下手をすれば1日の中で朝だけしかAPI呼ばれていない、ということもあるかもしれません。
コスト最適化の観点から考えると、以下が理想だと思うのではないでしょうか。
- API呼ばれた時だけの課金にしたい
- できればEC2の運用は避けたい
この解決策が、サーバーレス設計になります。
以下の構成を見てください。
EC2の部分が、API Gateway+Lambdaに置き換わっています。
API GatewayとはAPIサーバーの機能を提供するサービスです。
例えば、REST APIの場合、API呼び出しのエンドポイントや呼び出す際のメソッド(GETやPOSTなど)が決まれば、APIの呼び出しができます。

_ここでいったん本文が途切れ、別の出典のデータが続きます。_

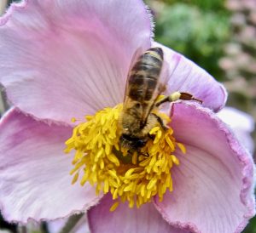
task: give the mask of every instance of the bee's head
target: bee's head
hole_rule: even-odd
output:
[[[131,137],[129,134],[123,134],[119,139],[121,146],[132,149],[139,149],[143,147],[146,143],[146,139]]]

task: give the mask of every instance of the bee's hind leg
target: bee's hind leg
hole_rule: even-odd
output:
[[[159,116],[157,116],[157,115],[154,114],[154,113],[151,113],[150,115],[151,115],[151,116],[154,116],[156,118],[157,122],[160,123],[160,125],[161,126],[161,128],[162,128],[164,130],[168,129],[168,128],[165,125],[165,123],[164,123],[164,122],[163,122],[163,120],[162,120],[161,117],[160,117]]]
[[[163,103],[166,102],[174,102],[178,99],[183,99],[183,100],[195,100],[197,101],[201,104],[202,104],[202,100],[195,98],[191,94],[186,93],[186,92],[174,92],[170,95],[167,95],[164,97],[162,99],[160,99],[155,103],[156,106],[160,105]]]

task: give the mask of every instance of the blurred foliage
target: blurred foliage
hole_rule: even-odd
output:
[[[219,81],[224,80],[218,65],[224,55],[224,44],[230,40],[229,14],[223,1],[194,1],[201,7],[179,1],[172,5],[147,1],[155,16],[155,40],[184,54],[209,71]],[[174,1],[166,1],[172,3]],[[222,4],[220,4],[222,2]],[[213,9],[218,10],[213,11]]]

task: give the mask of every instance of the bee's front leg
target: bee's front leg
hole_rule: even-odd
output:
[[[164,97],[163,99],[160,99],[155,103],[156,106],[160,105],[163,103],[166,102],[174,102],[178,99],[183,99],[183,100],[195,100],[198,101],[201,104],[202,104],[202,100],[195,98],[191,94],[186,93],[186,92],[174,92],[170,95],[167,95]]]

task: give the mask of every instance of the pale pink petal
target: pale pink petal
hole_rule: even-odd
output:
[[[90,185],[71,185],[72,156],[63,152],[72,128],[11,110],[0,122],[0,207],[7,221],[54,219],[96,203]]]
[[[0,20],[0,82],[23,111],[70,122],[123,100],[150,33],[142,0],[26,0]]]
[[[121,203],[115,211],[110,212],[114,202],[110,195],[106,195],[97,206],[89,210],[91,233],[189,233],[169,225],[153,203],[145,204],[138,209]]]
[[[211,111],[184,104],[172,111],[175,137],[187,153],[177,152],[173,192],[157,208],[192,232],[241,232],[255,213],[252,156]]]
[[[224,107],[218,116],[228,124],[237,139],[250,153],[254,151],[254,142],[251,134],[254,130],[254,120],[252,116],[232,107]]]
[[[167,80],[166,94],[176,91],[189,93],[202,100],[203,106],[216,111],[224,105],[227,99],[225,88],[205,70],[166,46],[155,42],[152,46],[164,50],[167,66],[166,72],[163,73],[167,76],[163,77]]]
[[[49,233],[59,233],[67,225],[68,218],[47,222]],[[87,215],[84,214],[70,233],[90,233]]]

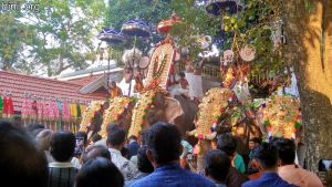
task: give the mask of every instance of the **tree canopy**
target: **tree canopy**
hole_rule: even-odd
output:
[[[94,60],[93,38],[102,27],[103,0],[34,0],[38,11],[4,12],[0,15],[2,69],[49,76],[74,67],[84,69]],[[8,44],[8,42],[10,42]]]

その部分をAPI Gatewayは担当します。イメージとしてはNode.jsのExpressの部分を丸っと提供しているイメージですね。
次に、Lambda上にビジネスロジックを記載します。
API Gatewayに対してAPI呼び出しがあると、そのパスに紐づくLambdaが実行されます。
このLambdaは様々なサービスと連携することができるので、サーバーレスが成り立っています。
つまり、Lambdaからデータベースへのアクセスができるので、DBからのデータ取得、DBへのデータ書き込みができるのです。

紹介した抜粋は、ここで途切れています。